テティアはマーリンの体を力強くつかんだ。
自分の手が血でにじむほど、強く、強く。
「ねえ。どうして村の人たちはあんな顔をしていたの?どうしてアーノルドは私をバケモノなんて言ったの?どうして……どうして……」
「…………」
テティアの悲痛の叫びに、マーリンは何も答えられず、ただただ抱きしめ、なだめることしかできなかった。

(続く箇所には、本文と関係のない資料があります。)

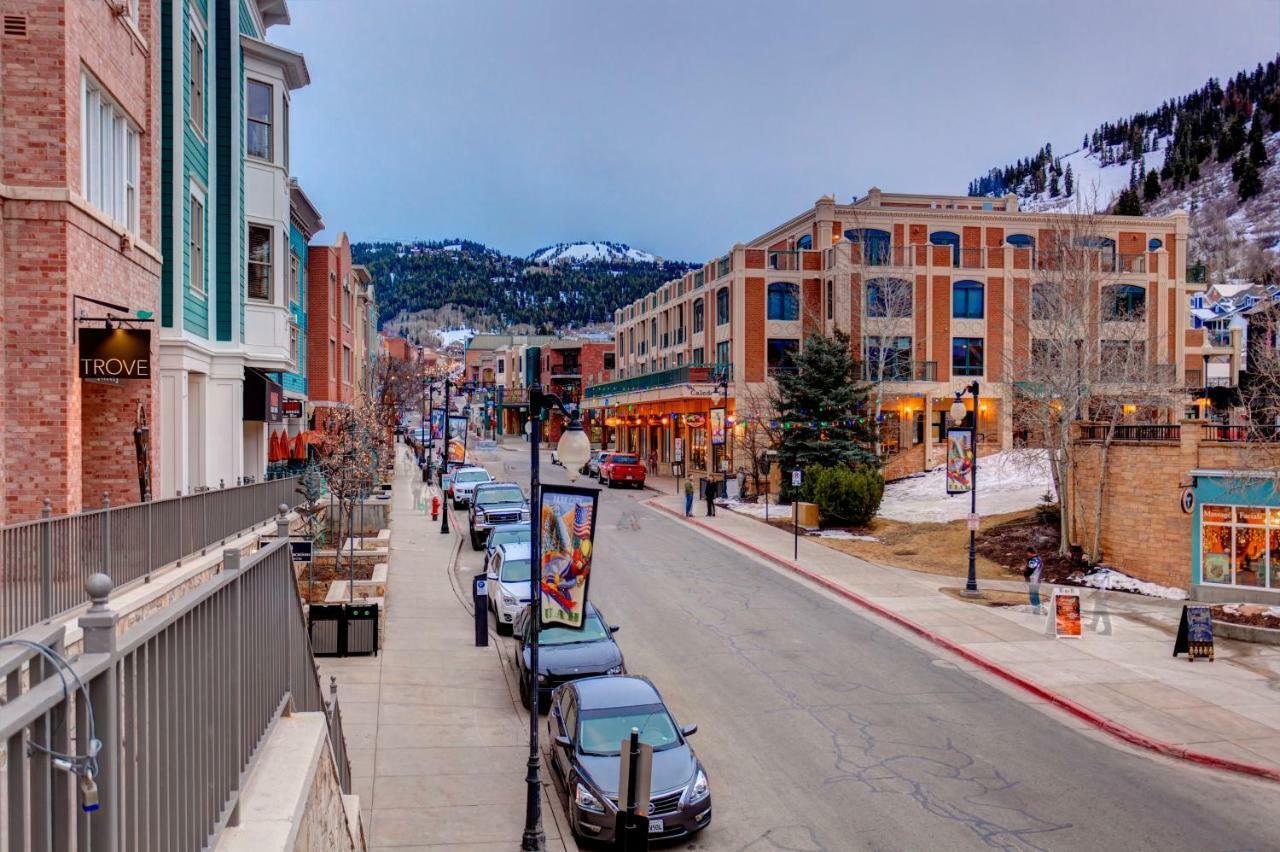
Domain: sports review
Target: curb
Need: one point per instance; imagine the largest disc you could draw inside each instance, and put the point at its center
(1063, 702)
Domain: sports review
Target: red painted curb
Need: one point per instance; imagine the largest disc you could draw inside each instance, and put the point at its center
(1077, 710)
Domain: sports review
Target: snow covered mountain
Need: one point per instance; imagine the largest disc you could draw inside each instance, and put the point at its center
(593, 251)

やがて、マーリンは言おう言おうとしていた言葉を口にした。
「テティア。さっき、村長と話をした。君は……ここから出て行かなくちゃ行けなくなった」
「そう、なんだ」
「……けど、それは今じゃない」
テティアの体を離しつつ、マーリンはそう続けた。
「え?」
テティアは何を言っているんだ?といった顔でマーリンを見た。
「君を村から追放すること、それ自体は了承した。でも、君をみすみす外で野垂れ死なせるつもりはさらさらない。……そこで一つ、お願いをしたんだ」
「何、を……」
「数年間だけ猶予をもらったんだ。その間に、君を鍛える。君が一人で生きていけるように、魔法も、守る術も、全部教える」
「でも……もう私、生きたくない……」
「いいや、君は生きなくちゃいけない」
「どう、して?」
「僕がそれを望んでいるからだ」
「……は?」
テティアはキョトンとした。
マーリンは続ける。
「いや、僕だけじゃない。君の両親もきっとそう思ってるんじゃないかな?」
マーリンはそう言って、
「いくら君が死にたい、生きたくないと思っても、それを超えるくらい多くの者たちが君の生を願っている。君は、その願いに応えるべきなんだよ」
「………」
マーリンの言葉に、テティアはうつむき、黙った。
「まあ、最終的に決めるのは君だ。……さあ、どうする?やるか、やらないか」
「さっきの言葉を聞いて……断れるわけ、ないでしょ……」
テティアはキッ、と睨むようにして言った。
マーリンはその反応に微笑んで返す。
「じゃあ、さっそく今から始めよう。まずは攻撃魔法の勉強だ」
「はい!師匠!」
「し、師匠?」
「教えてもらう立場ですから!今後は師匠と呼びます!」
口調も敬語になってる……。
まあ、やる気があるしいいか。
マーリンは苦笑しながら、テティアに教え始めるのだった。